# pit boss pellet grill 1000



## smokerjim (Aug 2, 2019)

my wife is thinking about buying one of these for me, just wondering what everyone's thought's are on these, pro's con's are they worth it, I have a mes 30 now. thanks


----------



## mike243 (Aug 2, 2019)

if its the 1100 from lowes they are a good buy imo.


----------



## smokerjim (Aug 2, 2019)

it's online where she's looking,  it's a pb1000t2, i'm not familiar at all with these. the price is 449.00 I think it's through tractor supply


----------



## uncle rick (Aug 2, 2019)

you might want to check out the Camp Chef slide and grill #pg24zg available only at Dickssporting goods, it is in the same price range, on sale now for $499, it has alot of good features. I ordered it online monday night, picked it up at my local store on tuesday. it seems well made and thing go together well.I have it going right now with some salmon and a couple slices of pork belly in it. I have it on the low heat + smoke setting and it has been holding around 180 degrees  for the last couple hours without having to dick around with increasing temp on my old mes 30 just to get the chips to smoke. I think I am going to love this thing. the deciding factor to get this was a 20 percent off coupon , plus a 10 percent cash back from rackuten , so it was really $349 instead of the list price of $699. just thought it might be worth a look for you...oh yeah has 3 year warranty and you can add a propane powered sear box to the side of it that gives you 900 degrees for a quick sear after your smoke for about $200. guess I better go check on it , I am getting hungry


----------



## jac63 (Aug 2, 2019)

I don't have that exact model but they are all pretty similar. Overall they are a solid grill/smoker with a 5 year warranty should you need it. 
Somewhat of a learning curve on temp control but once figured out they are easy enough to control. It won't have many bells and whistles but it doesn't cost $1000+ like some of the fancy pellet grills do. You can make some great tasting food on it and that is all that really matters.


----------



## mike243 (Aug 3, 2019)

I like my Pitboss and it was $500 at Walmart,stopped in our local tractor supply yesterday and burned a 30 minute lunch break, $20 for a bag of pitboss pellets that Walmart sells for about $15 I believe , she may get a bigger unit or 1 with temp probes cheaper so it don't hurt to look a little farther. i'm sure which ever 1 or brand you get will work fine,


----------



## dubob (Aug 3, 2019)

mike243 said:


> I like my Pitboss and it was $500 at Walmart,stopped in our local tractor supply yesterday and burned a 30 minute lunch break, $20 for a bag of pitboss pellets that Walmart sells for about $15 I believe , she may get a bigger unit or 1 with temp probes cheaper so it don't hurt to look a little farther. i'm sure which ever 1 or brand you get will work fine,


The Walmart $15 cost is for 40 lbs; the 20 lb bag is $8.88.  Was the TS bag 20 lbs or 40 lbs?  The PB pellets are okay, but they use filler wood (which has no smoke flavor to speak of).  I prefer LumberJack pellets (NO filler wood) that I get locally for $10 for 20 lb bags.  And smokerjim, your wife's a keeper.


----------



## RCAlan (Aug 3, 2019)

dubob said:


> The Walmart $15 cost is for 40 lbs; the 20 lb bag is $8.88.  Was the TS bag 20 lbs or 40 lbs?  The PB pellets are okay, but they use filler wood (which has no smoke flavor to speak of).  I prefer LumberJack pellets (NO filler wood) that I get locally for $10 for 20 lb bags.  And smokerjim, your wife's a keeper.

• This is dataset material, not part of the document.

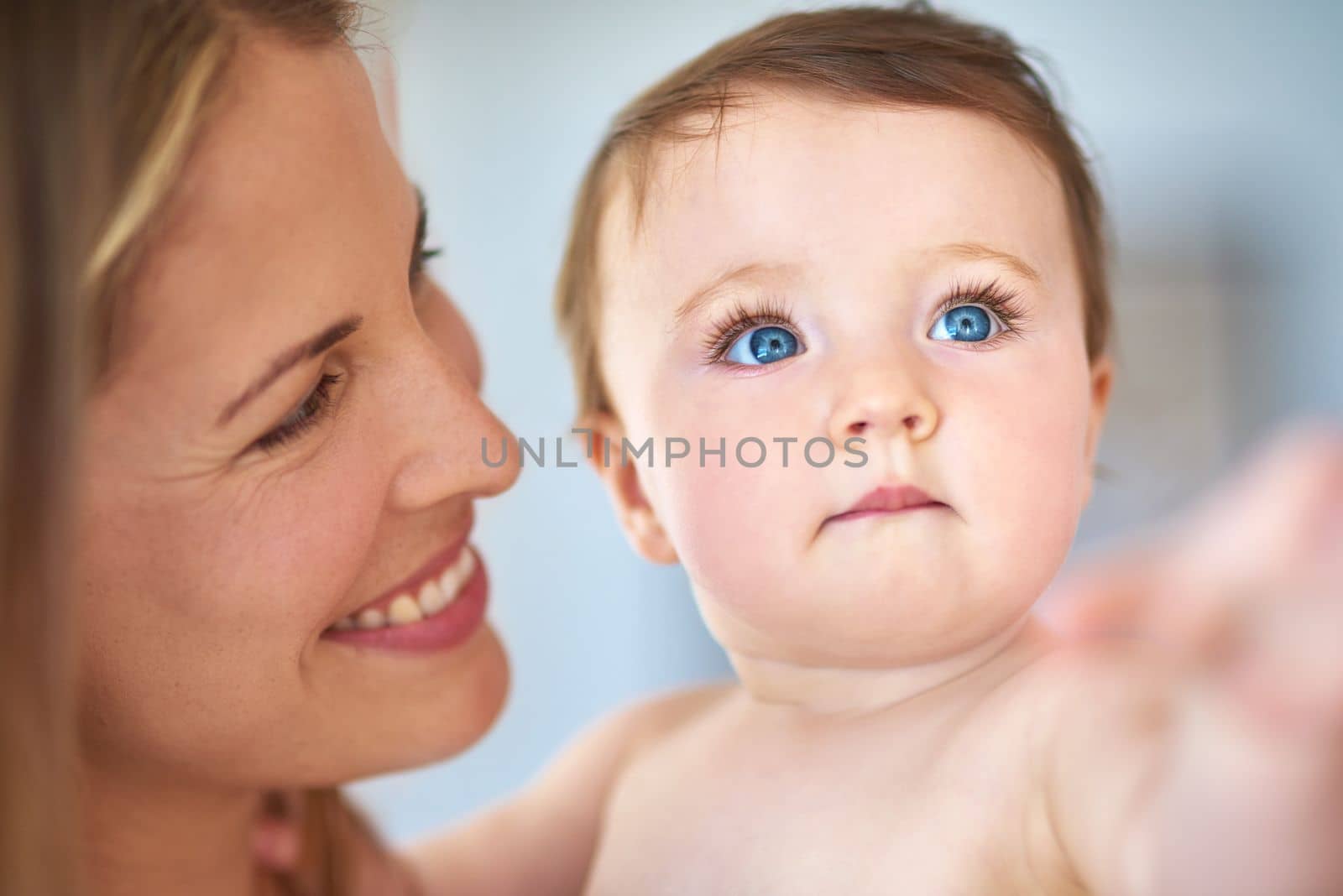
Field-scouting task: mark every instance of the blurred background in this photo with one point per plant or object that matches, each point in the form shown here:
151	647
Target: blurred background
1215	132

From my experience trying many different brands of bbq pellets, Lumberjack pellets are very good, but I’ve also found for the most bang for your buck, hands down Pit Boss Hickory Pellets are hard to beat for great flavor and value...  For all the readers of this posting, check out this video about Pit Boss Pellets and how they are made.  
To the Original Poster, the PB1000t2, is on sale for $449.00 for a few more days and it is a great deal for that price.  If You have the time, shoot by your local Walmart and give the PB Austin XL a good look and your local Lowe’s Hardware Store and checkout the PB ProSeries 800 and PB ProSeries 1100 Pellet Grills too.  All come with a 5 year warranty, great sturdy construction, and most are within the $450.00-$500.00 dollar price range.  Good luck in your decision. 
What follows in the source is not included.